Is that what you expected ?

— Reply to this email directly, view it on GitHubhttps://github.com/epfl-cede/jupyterhub-fileserver-api/issues/4#issuecomment-2404329619, or unsubscribehttps://github.com/notifications/unsubscribe-auth/ABIU432SUW37Z3DY2PNWQVDZ2YWE7AVCNFSM6AAAAABPQJCAV2VHI2DSMVQWIX3LMV43OSLTON2WKQ3PNVWWK3TUHMZDIMBUGMZDSNRRHE. You are receiving this because you authored the thread.Message ID: @.***>

nibheis commented 2 hours ago

Sorry, busy times.

Here's how we deploy this API with Ansible on our file server. You certainly can use the same steps and deploy without Ansible.

  1. Create a system user (we call it fsapi)

  2. We install APT packages (I checked and it's just python3-pip :-) )

  3. We clone this git repo is fsapi's home, at /home/fsapi/noto-api/ (name is not really important)

  4. We install the configuration file (/home/fsapi/noto-api/config.json), with the following content:

    {
    "auth":
          [
            {
              "user": "your-user-same-as-configured-on-moodle",
              "key": "your-key-same-as-configured-on-moodle"
            }
          ],
    "ttl": 10,
    "root": "root_directory_where_your-users-files-are-located",
    "dynamic_root": false,
    "chmod": false
    }

    dynamic_root is used if your users are spread across several disks. chmod is used to change the ownership of the transferred files. Leave those options for now.

  5. Create a python virtualenv for running the API web server and the API itself. /home/fsapi/noto-api/venv

  6. Add a systemd unit to control (start/stop) the API: /etc/systemd/system/fsapi.service:

    
    [Unit]
    Description=FS API for Jupyter
    After=network.target

[Service] User=root WorkingDirectory=/home/fsapi/noto-api Environment=FLASK_CONFIG=production ExecStart=/home/fsapi/noto-api/venv/bin/gunicorn -b 0.0.0.0:8080 -w 4 app:app Restart=always

[Install] WantedBy=multi-user.target

Adapt the IP address (`0.0.0.0` == all IPs) to fit your needs. `-w 4` is the number of `workers` - usually the same as your number of threads/CPUs on your file server. You can change also the port number `8080` if it is already in use.

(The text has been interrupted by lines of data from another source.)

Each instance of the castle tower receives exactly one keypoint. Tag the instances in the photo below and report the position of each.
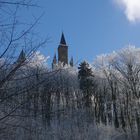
(71, 62)
(63, 51)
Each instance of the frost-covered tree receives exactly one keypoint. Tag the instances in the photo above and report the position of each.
(85, 76)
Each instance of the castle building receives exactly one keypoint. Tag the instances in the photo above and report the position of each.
(62, 54)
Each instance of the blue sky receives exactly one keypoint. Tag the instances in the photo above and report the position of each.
(91, 27)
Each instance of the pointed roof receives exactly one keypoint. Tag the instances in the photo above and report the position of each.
(63, 41)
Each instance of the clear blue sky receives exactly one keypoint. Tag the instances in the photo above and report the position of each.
(91, 27)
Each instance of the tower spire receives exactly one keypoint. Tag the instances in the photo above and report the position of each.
(63, 41)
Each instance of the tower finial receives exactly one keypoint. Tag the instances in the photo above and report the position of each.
(63, 41)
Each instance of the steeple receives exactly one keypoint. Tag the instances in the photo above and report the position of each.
(71, 62)
(62, 41)
(63, 51)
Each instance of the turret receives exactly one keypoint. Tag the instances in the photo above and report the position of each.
(63, 51)
(71, 62)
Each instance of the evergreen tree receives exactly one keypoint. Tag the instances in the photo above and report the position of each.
(85, 76)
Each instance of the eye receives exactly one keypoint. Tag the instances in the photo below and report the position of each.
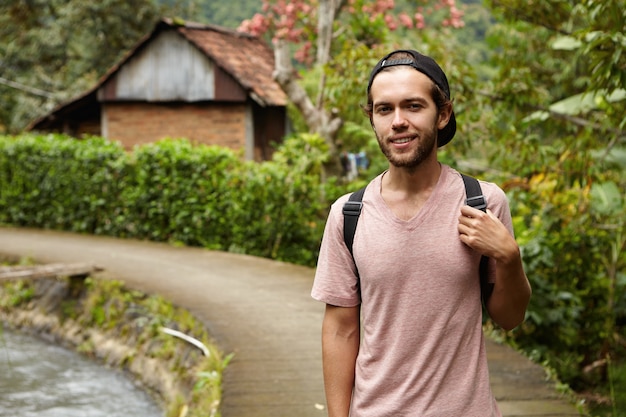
(383, 109)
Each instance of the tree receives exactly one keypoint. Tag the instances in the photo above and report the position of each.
(559, 106)
(313, 32)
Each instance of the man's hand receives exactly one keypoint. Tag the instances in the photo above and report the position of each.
(486, 234)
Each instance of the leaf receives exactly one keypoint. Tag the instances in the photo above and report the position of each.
(566, 43)
(606, 198)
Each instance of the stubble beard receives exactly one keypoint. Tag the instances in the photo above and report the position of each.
(411, 161)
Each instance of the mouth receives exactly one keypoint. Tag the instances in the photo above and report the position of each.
(400, 140)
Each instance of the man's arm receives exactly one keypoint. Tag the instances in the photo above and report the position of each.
(486, 234)
(340, 346)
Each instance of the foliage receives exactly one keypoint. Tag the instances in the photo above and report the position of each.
(170, 191)
(558, 103)
(134, 320)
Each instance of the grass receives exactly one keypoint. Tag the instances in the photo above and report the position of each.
(135, 320)
(610, 400)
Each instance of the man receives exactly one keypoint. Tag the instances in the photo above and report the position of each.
(414, 278)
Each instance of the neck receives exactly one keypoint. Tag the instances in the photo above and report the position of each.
(412, 180)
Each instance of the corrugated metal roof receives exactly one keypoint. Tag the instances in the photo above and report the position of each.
(248, 59)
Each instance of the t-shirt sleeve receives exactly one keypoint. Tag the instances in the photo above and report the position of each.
(336, 280)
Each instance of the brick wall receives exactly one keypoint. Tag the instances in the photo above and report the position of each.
(208, 123)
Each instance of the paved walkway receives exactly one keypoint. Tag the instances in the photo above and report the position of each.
(262, 311)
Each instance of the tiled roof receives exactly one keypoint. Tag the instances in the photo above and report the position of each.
(248, 59)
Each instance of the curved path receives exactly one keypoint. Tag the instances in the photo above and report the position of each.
(262, 311)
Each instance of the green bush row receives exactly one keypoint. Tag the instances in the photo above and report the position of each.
(170, 191)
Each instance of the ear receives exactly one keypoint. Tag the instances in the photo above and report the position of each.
(444, 116)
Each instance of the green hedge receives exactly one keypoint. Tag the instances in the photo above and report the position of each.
(170, 191)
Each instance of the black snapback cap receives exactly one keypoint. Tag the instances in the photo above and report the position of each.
(427, 66)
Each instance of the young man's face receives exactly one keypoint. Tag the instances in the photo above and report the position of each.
(405, 117)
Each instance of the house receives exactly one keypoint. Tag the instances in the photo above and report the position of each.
(209, 84)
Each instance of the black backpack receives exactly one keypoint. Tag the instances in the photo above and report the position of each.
(474, 198)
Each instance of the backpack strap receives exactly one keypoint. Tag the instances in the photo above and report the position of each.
(351, 211)
(474, 198)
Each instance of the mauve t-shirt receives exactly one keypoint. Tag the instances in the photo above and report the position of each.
(422, 351)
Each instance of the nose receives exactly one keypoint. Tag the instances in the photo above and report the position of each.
(399, 121)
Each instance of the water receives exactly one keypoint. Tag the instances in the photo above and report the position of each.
(44, 380)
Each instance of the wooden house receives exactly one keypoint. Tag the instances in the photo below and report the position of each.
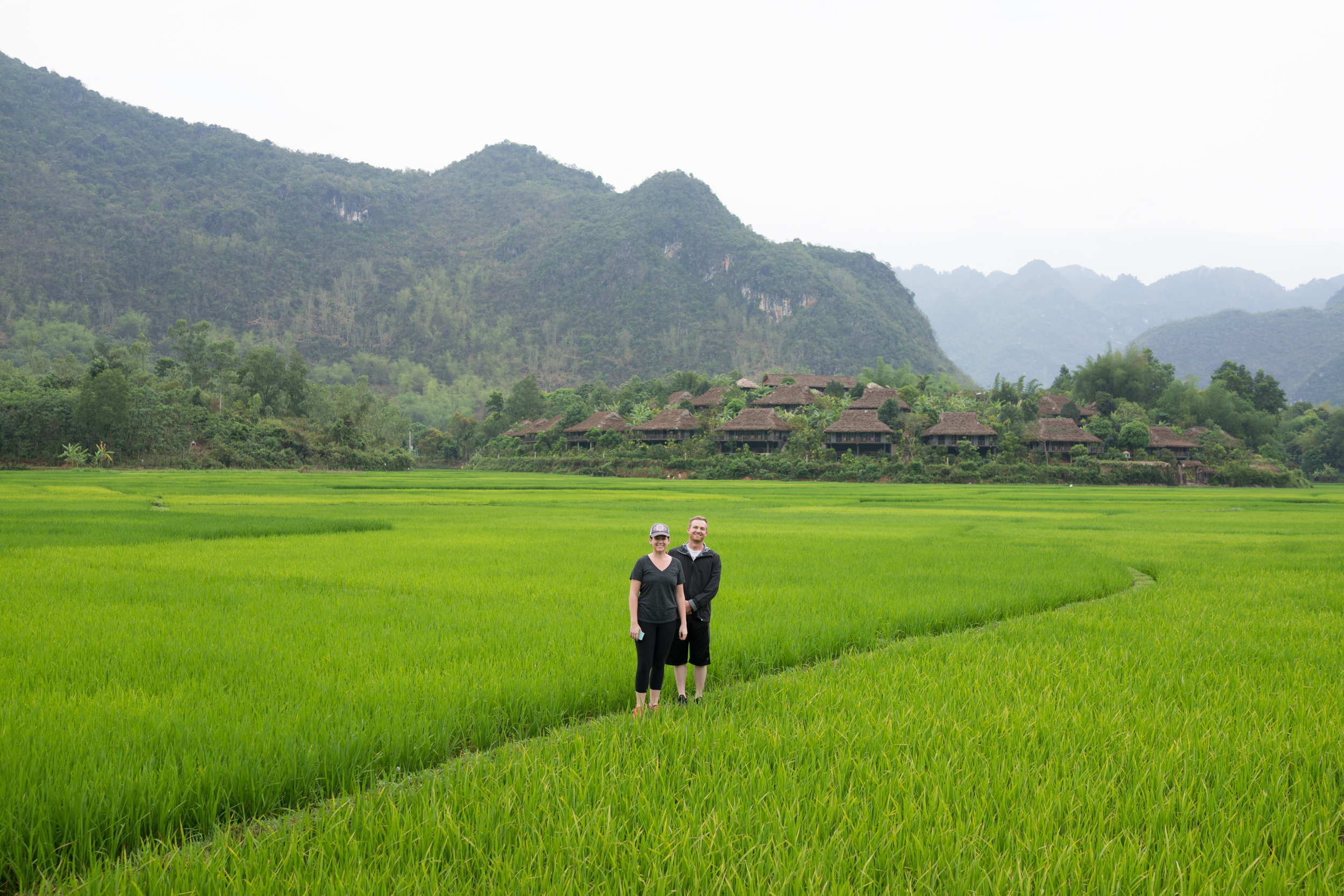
(539, 426)
(1054, 406)
(673, 425)
(1060, 436)
(518, 429)
(873, 399)
(757, 428)
(1162, 437)
(787, 398)
(955, 426)
(603, 421)
(710, 398)
(811, 381)
(859, 433)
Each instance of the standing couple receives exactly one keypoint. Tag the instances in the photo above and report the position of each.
(670, 612)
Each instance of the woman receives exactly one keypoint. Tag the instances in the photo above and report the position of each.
(657, 601)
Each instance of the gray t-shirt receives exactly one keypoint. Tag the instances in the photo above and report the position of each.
(657, 590)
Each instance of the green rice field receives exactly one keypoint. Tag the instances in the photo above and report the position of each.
(421, 682)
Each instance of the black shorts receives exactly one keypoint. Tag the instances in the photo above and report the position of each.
(697, 645)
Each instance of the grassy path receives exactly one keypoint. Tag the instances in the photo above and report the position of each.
(918, 725)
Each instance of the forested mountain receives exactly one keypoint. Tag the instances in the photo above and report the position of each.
(1302, 347)
(117, 221)
(1033, 321)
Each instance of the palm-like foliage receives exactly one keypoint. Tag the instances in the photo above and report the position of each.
(74, 454)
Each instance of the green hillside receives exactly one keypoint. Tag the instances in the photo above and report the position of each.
(1302, 347)
(117, 221)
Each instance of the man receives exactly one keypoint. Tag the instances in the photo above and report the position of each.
(702, 582)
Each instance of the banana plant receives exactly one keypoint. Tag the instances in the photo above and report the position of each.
(74, 454)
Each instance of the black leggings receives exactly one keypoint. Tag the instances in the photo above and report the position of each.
(654, 653)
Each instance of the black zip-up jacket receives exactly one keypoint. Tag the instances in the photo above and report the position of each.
(702, 579)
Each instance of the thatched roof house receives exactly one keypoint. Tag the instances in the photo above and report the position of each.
(953, 426)
(861, 433)
(673, 425)
(811, 381)
(1162, 437)
(710, 398)
(1054, 406)
(603, 421)
(1060, 436)
(534, 429)
(788, 398)
(873, 399)
(757, 428)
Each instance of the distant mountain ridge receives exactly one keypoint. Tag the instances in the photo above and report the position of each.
(1034, 321)
(1302, 347)
(115, 221)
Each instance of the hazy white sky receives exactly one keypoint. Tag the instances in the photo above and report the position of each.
(1139, 138)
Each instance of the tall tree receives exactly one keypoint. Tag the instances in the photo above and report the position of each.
(190, 345)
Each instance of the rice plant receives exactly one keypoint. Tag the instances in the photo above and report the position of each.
(241, 656)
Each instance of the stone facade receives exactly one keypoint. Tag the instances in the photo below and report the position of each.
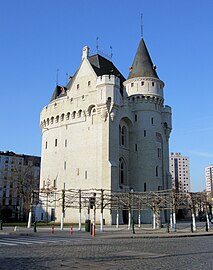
(19, 176)
(104, 132)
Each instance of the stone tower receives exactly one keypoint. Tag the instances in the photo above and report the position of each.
(101, 131)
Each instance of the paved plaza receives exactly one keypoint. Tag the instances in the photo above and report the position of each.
(111, 249)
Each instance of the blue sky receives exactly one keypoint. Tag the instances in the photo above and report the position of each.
(39, 37)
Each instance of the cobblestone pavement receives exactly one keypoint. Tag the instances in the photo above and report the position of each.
(109, 253)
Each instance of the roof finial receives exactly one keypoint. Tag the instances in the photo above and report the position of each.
(57, 76)
(111, 54)
(97, 44)
(141, 25)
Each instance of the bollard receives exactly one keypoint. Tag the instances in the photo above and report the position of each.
(35, 227)
(207, 229)
(191, 227)
(93, 230)
(167, 227)
(133, 226)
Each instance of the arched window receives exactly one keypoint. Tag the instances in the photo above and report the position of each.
(62, 117)
(119, 135)
(122, 172)
(73, 115)
(124, 136)
(156, 171)
(79, 113)
(68, 116)
(57, 119)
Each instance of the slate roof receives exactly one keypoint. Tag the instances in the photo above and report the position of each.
(59, 91)
(100, 65)
(103, 66)
(142, 65)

At that point, your API should be running when you run `systemctl start fsapi`.

Now, you will most probably need to make this API available to the outside world - . To do that, we configure the JupyterHub web server so that it acts as a proxy for the fsapi, at a specific path. Here is an extract of the `nginx` configuration on our JupyterHub:
# FS API (used by Moodle to access the users' files)
location ^~ /api/assignment/ {
    rewrite /api/assignment/(.*) /$1  break;
    proxy_pass http://xxx.xxx.xxx.xxx:8080;
    proxy_set_header X-Real-IP $remote_addr;
    proxy_set_header Host $host;
    proxy_set_header X-Forwarded-For $proxy_add_x_forwarded_for;
    proxy_set_header X-Forwarded-Proto $scheme;
    proxy_http_version 1.1;

    # websocket headers
    proxy_set_header Upgrade $http_upgrade;
    proxy_set_header Connection $connection_upgrade;
}

Add this to the `server` settings, insert the IP of your file server (`xxx.xxx.xxx.xxx`), adapt the port number, save, reload `nginx` and you should be done. If you are using another server (i.e `apache`) - you should be able to find similar proxy configuration for your web server.

Note that the SSL layer is handled by the hub's web server - this is why the communication between the hub and the file server is unencrypted.